Lot n° 149
Sélection Bibliorare

LÉGER (Fernand). Manuscrit autographe signé. [Début 1946]. 2 pp. et 3 lignes sur 3 feuillets in-folio quadrillés, quelques corrections d'une autre main au crayon.

Estimation : 8000 / 10000
Adjudication : Invendu
Description
► Extraordinaire manifeste sur la modernité, rédigée à son retour en France après cinq ans d'exil aux États-Unis.

« On vit dans l'intensité non pas jour par jour mais heure par heure. Il faut saisir l'événement nouveau juste au moment où le projecteur est dessus. L'œil doit être rapide et de bonne qualité. Pas le temps de sourciller, de battre de la paupière ou alors trop tard. L'événement a passé, un autre lui succède. Il faut pourtant arriver à "faire son choix" dans tous ces nombres qui défillent à la radio, au cinéma, dans les revues, livres, vitrines... "Le temps du choix", ça c'est callé et difficile à placer, à réserver. – Un temps de ralenti tout de même nécessaire dans cette vitesse moderne. L'œil et l'oreille sont des appareils qui vont se mécaniser, s'entretenir. Les spécialistes ont compris que c'était sérieux. Avez-vous jamais regardé avec attention ces deux organes majeurs. C'est très complicqué et il paraît qu'il n'y a pas deux oreilles semblables ! Si vous êtes un bonhomme solidement établi... fonctionnel, votre choix peut se faire instantanément. Ça c'est riche. C'est ceux-là les gagnants à cette sacrée loterie – foire d'empoigne.

Empoigne vite ce que tu as besoin. Ne flotte pas, avale et digère solidement le morceau choisi, et file en vitesse créer quelque chose bien à toi, nouveau, qui peut-être épatera le monde.

Cette histoire-là, c'est celle de la richesse incroyable de matière première qui nous entoure.

On doit puiser là-dedans, ramasser, prendre, saisir ce que notre vie moderne dégorge, lâche, gaspille tous les jours.
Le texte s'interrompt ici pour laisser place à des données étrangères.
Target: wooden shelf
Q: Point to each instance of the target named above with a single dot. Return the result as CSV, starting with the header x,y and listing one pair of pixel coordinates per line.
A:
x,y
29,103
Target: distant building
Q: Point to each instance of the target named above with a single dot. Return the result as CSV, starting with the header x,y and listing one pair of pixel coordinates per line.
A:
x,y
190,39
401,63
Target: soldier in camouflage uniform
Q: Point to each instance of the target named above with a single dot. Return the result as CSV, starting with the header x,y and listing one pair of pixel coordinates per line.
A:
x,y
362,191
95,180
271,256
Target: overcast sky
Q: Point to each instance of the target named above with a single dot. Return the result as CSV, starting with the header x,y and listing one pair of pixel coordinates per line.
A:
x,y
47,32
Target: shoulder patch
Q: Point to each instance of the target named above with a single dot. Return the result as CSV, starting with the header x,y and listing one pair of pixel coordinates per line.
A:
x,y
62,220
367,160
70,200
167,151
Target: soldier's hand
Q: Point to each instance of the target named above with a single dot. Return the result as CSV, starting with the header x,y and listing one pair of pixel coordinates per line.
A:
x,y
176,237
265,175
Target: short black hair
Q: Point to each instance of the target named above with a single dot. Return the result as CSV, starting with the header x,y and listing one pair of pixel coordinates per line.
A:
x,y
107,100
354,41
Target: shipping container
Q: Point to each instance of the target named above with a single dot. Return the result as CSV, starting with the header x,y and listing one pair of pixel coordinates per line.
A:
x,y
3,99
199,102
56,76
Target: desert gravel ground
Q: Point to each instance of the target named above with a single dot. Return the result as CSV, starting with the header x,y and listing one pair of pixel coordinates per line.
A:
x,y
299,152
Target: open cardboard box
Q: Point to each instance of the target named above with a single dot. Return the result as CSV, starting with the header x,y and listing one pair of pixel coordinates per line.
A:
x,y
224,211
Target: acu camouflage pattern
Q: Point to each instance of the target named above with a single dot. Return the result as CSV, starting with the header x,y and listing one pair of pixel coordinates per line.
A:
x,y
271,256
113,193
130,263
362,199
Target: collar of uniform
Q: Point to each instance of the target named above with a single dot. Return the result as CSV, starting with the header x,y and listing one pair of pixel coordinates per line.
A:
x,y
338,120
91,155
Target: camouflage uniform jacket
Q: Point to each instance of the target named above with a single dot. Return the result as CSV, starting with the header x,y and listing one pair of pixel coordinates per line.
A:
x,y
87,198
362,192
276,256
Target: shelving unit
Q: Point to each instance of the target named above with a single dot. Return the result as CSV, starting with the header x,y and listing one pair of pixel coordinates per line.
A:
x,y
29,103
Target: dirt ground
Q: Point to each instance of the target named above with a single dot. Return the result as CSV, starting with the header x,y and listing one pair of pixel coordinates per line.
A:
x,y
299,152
Des éléments de beauté, d'émotion, de joie, sortes épars, apparaissent et disparaissent.

Avant notre temps actuel, un voyage, un livre, une lecture, une belle catastrophe, un coucher de soleil prenait un temps, une longueur, une largeur, une hauteur, ça avait un commencement et une fin, on s'en satisfesait. Mais attention on n'en est plus là. On en est loin.

Les objets ont soudai[ne]ment apparu dans ces grands sujets sentimentaux et descriptifs. Les fragments d'objets......

L'œil d'une mouche au fond du microscope apparaît monumentale, d'un fragment d'aile de papillon se dégage des for[m]es géométriques insoupçonnées. Nouveau Réalisme. La peinture année 1946... une grande année de départ... La poésie 46. Le cinéma, le théâtre 46. Point de départ... Année très dangereuse mais magnifique. 1789-1946. Pourquoi pas ? Ça bouge du Nord au Sud, de l'Est à l'Ouest, dans le très chaud et dans le très froid.... Nouveau monde, un petit magasin-bazar dans une petite ville de province américaine, vous entrez, 3 vendeuses gentilles vous acc[uei]llent, une chinoise, une négrese, une blanche.
Vous pigez maintenant l'année 1946 ?... »

Texte paru avec très fortes variantes, sous le titre « L'œil du peintre », dans le n° 3 de la revue Variété – largement coupé et réécrit par un « teinturier » qui, voulant le raccourcir et en corriger la langue, l'a dénaturé.